Aiming for fewer retreatments

One surgeon's quest to reduce intraoperative LASIK complications has led to the development of a new multifunctional instrument, which is hoped will help standardize surgical manoeuvres and reduce the need for retreatment.

One surgeon's quest to reduce intraoperative LASIK complications has led to the development of a new multifunctional instrument, which is hoped will help standardize surgical manoeuvres and reduce the need for retreatment. The LAHayeSIK Surgical System has been designed to perform cleaner LASIK for more consistent outcomes and fewer complications, according to inventor/developer Leon LaHaye, MD of Lafayette, Louisiana, USA.

The LAHayeSIK instrument (Vision Pro, LLC; USA) comes in either a compact table-top console or a surgical cart consisting of a multifunctional handpiece, a pivoting surgical tray, a foot pedal controlled irrigation/aspiration and sterile filtered air delivery system, disposable tubing sets, and smoke and fluid collection receptacles. The system is approximately the size of a phacoemulsification instrument.

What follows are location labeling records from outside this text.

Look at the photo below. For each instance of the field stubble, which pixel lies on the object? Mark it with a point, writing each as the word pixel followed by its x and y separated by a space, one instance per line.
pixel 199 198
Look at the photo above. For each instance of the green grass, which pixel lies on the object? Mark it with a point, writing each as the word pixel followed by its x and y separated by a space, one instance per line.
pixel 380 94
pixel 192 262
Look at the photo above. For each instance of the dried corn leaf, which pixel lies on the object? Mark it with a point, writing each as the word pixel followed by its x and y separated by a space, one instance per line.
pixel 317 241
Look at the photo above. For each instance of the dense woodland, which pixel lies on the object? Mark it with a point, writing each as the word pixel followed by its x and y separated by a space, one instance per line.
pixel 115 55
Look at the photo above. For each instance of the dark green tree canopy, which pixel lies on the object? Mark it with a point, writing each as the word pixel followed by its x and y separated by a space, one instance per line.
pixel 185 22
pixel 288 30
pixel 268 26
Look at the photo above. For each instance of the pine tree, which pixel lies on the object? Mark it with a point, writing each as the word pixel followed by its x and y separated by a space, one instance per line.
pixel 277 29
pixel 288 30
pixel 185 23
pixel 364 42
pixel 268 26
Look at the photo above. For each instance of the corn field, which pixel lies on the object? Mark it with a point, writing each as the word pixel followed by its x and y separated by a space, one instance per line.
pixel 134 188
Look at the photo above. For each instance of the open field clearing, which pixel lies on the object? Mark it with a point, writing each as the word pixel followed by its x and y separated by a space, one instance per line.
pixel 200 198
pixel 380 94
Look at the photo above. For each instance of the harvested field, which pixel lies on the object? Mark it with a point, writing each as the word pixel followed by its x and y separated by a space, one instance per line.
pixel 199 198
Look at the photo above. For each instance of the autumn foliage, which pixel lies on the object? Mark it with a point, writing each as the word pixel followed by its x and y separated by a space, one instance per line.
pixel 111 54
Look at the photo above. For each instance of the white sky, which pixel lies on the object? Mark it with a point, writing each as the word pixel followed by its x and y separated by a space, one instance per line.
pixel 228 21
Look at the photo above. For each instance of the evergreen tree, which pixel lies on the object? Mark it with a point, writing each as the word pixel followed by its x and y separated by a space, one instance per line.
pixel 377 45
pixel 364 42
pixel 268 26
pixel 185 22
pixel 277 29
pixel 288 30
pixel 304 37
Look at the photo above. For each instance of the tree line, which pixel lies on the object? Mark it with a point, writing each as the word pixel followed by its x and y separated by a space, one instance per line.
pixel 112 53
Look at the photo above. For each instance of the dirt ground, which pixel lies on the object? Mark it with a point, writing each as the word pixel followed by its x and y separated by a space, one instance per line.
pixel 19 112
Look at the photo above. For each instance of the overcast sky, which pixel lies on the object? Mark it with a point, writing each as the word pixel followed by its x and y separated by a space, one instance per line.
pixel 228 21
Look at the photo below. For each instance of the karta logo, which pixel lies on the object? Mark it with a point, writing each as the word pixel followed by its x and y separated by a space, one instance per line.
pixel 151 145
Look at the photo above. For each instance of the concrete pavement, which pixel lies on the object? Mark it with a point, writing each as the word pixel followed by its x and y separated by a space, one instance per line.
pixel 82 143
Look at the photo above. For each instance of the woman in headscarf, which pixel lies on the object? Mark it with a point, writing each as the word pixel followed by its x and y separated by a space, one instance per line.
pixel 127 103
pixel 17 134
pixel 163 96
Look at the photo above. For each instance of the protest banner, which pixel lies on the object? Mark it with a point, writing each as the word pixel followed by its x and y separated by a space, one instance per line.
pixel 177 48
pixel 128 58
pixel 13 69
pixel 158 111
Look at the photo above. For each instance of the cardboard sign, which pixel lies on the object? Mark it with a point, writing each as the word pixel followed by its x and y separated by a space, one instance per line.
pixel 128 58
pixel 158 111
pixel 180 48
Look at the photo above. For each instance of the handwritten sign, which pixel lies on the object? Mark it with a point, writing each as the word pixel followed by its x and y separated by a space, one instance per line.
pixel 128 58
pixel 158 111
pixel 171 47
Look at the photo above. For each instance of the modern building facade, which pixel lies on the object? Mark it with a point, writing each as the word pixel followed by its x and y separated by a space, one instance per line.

"As we know, keratotomy complications are almost nil today thanks to the advanced, automated technology of modern microkeratomes and the femtosecond laser. Hence, the early difficulties associated with creating the corneal flap have largely become a thing of the past. Most of the LASIK complications we still see occur in what I refer to as the second stage of the procedure, or in other words, during the manoeuvres and the laser treatment that follow the keratotomy," says Dr LaHaye. "There remain less than optimal issues associated with traditional LASIK such as: direct exposure of the open stroma and flap to contamination from lids, secretions, conjunctiva; non-uniform hydration of the target stroma and associated etch variability; extraneous instrumentation; excessive manipulations; sub-optimal intraoperative flap management; ineffective means of cleansing and rinsing post ablation; backwash contamination; involuntary eye movements; non-uniform and poor flap adherence. All of these sub-optimal issues are, in my opinion, synergistically addressed by the LAHayeSIK device," insists Dr LaHaye.

"In addition to reducing complications, I wanted to create a system by which I could standardize and automate the procedure for more consistent outcomes," says Dr LaHaye. "By reducing the number of instruments normally used, I have found certain ergonomic economies are achieved and the procedure is substantially shortened and made more reproducible."

Performing the procedure

After the flap has been created but prior to exposure of the stroma, the LAHayeSIK handpiece is placed on the eye. It remains in position throughout the remainder of the procedure, held in place by the surgeon or assistant. The stainless steel conical wall of the instrument forms a fluid tight barrier at the margins of the cornea to reduce the area of the surgical field and prevent contact contamination by lashes, lid secretions, conjunctiva and surgical debris.

The multifunctional handpiece also provides 360° haemostasis against potential bleeding that can sometimes occur with today's large keratotomies. Throughout the procedure, sterile, pulsed irrigation at the rate of 1.8 cc/second and simultaneous aspiration of the surgical field is available on demand to flush away surgical debris via a foot control. Antibiotics may be added to the irrigating solution at the surgeon's discretion.

Laminar flow sterile filtered air is delivered in the same manner at the rate of 30 ml/minute, evaporating excess moisture as needed. The instrument's aspiration ports are strategically located at the lowest possible point in the handpiece preventing pooling and backwash of irrigation fluids, or occlusion by the conjunctiva, delivering a cleaner interface.